In an effort to support the queer community in Hungary, embassies around the world have signed an open letter demanding their “freedom from violence.”
The joint statement, which was published Monday (19 July), comes days before the Budapest Pride festival.
“On the occasion of the 26th Budapest Pride Festival, we, the undersigned embassies and cultural institutes, express our full support for members of the lesbian, gay, bisexual, transgender, queer and intersex (LGBTQI+) community and their rights to equality and non-discrimination, freedom of expression and peaceful assembly, and freedom from violence,” the letter said.
The embassies went on to condemn the current anti-LGBTQ+ laws and behavior from the government in Hungary.
“Concerned by recent developments that threaten the principle of non-discrimination on grounds of sexual orientation or gender identity, we encourage steps in every country to ensure the equality and dignity of all human beings irrespective of their sexual orientation or gender identity, and stress the need for elected leaders and governments to show respect for and protect the rights of LGBTQI+ persons,” the letter continued.
The powerful letter was signed by Argentina, Australia, Austria, Belgium, Canada, Chile, Cyprus, Denmark, Estonia, Finland, France, Germany, Greece, Ireland, Israel, Italy, Latvia, Lithuania, Luxembourg, Malta, Montenegro, Netherlands, New Zealand, Norway, Portugal, Spain, Sweden, Switzerland, United Kingdom, United States, General Delegation of Flanders, Austrian Cultural Forum Budapest, British Council, Czech Center, Estonian Institute, FinnAgora, Goethe-Institut, Institut Français, Instituto Camões, Instituto Cervantes, Italian Cultural Institute, and Wallonie-Bruxelles International.
The inclusive statement comes a week after the European Commission announced plans to take legal action against Hungary.
On 15 June, lawmakers passed an anti-LGBTQ+ law that bans “content promoting gender change or homosexuality” within the school curriculum.
MEPs called the Hungarian law “a clear breach of the EU’s values, principles and law” and last week urged the European Commission to pursue a legal case against Viktor Orbán’s government.
459 Members of the European Parliament (MEPs) voted in favour of the resolution, with 147 against and 58 abstaining in Strasbourg.

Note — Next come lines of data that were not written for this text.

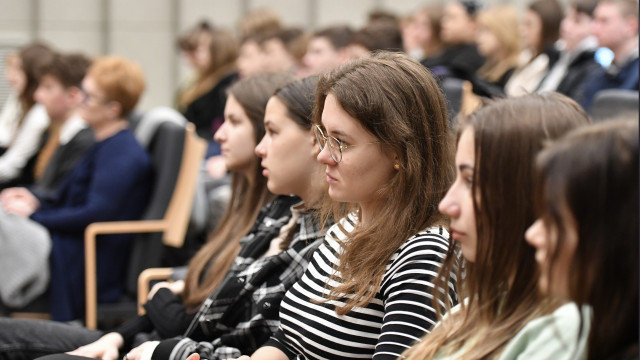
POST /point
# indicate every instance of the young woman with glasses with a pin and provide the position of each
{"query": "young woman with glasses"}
(491, 205)
(382, 126)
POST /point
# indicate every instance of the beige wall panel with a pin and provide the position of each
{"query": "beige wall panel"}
(70, 12)
(144, 15)
(87, 42)
(351, 12)
(153, 52)
(14, 19)
(405, 7)
(292, 12)
(219, 12)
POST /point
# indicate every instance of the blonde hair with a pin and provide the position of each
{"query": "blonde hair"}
(502, 21)
(121, 80)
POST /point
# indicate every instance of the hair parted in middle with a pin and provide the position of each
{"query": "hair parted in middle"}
(500, 287)
(247, 197)
(398, 101)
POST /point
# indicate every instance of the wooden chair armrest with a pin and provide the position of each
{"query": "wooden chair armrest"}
(90, 234)
(145, 278)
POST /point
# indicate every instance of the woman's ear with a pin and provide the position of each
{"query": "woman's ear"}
(315, 149)
(115, 109)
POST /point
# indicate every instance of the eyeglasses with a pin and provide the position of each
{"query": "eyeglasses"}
(86, 97)
(335, 145)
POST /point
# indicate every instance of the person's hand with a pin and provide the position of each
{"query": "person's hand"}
(216, 167)
(19, 201)
(137, 352)
(105, 348)
(176, 288)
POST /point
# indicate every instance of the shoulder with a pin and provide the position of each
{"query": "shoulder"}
(124, 147)
(434, 240)
(553, 336)
(37, 117)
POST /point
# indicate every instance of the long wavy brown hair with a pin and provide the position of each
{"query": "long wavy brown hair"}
(397, 100)
(592, 174)
(211, 263)
(500, 287)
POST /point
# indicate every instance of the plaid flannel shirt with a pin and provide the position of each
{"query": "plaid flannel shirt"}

If the case is brought to the European Court of Justice, Hungary could face financial penalties.
Even with the threat of legal action, the Prime Minister, Viktor Orbán, claims that the anti-LGBTQ+ law has been put in place to protect children. But activists have rightly pointed out that this dangerous way of thinking continues to conflate paedophilia with homosexuality.
“The European Parliament and the European Commission want that we let LGBTQ activists and organisations into the kindergartens and schools. Hungary does not want that,” Orbán said previously. “Here Brussels bureaucrats have no business at all.”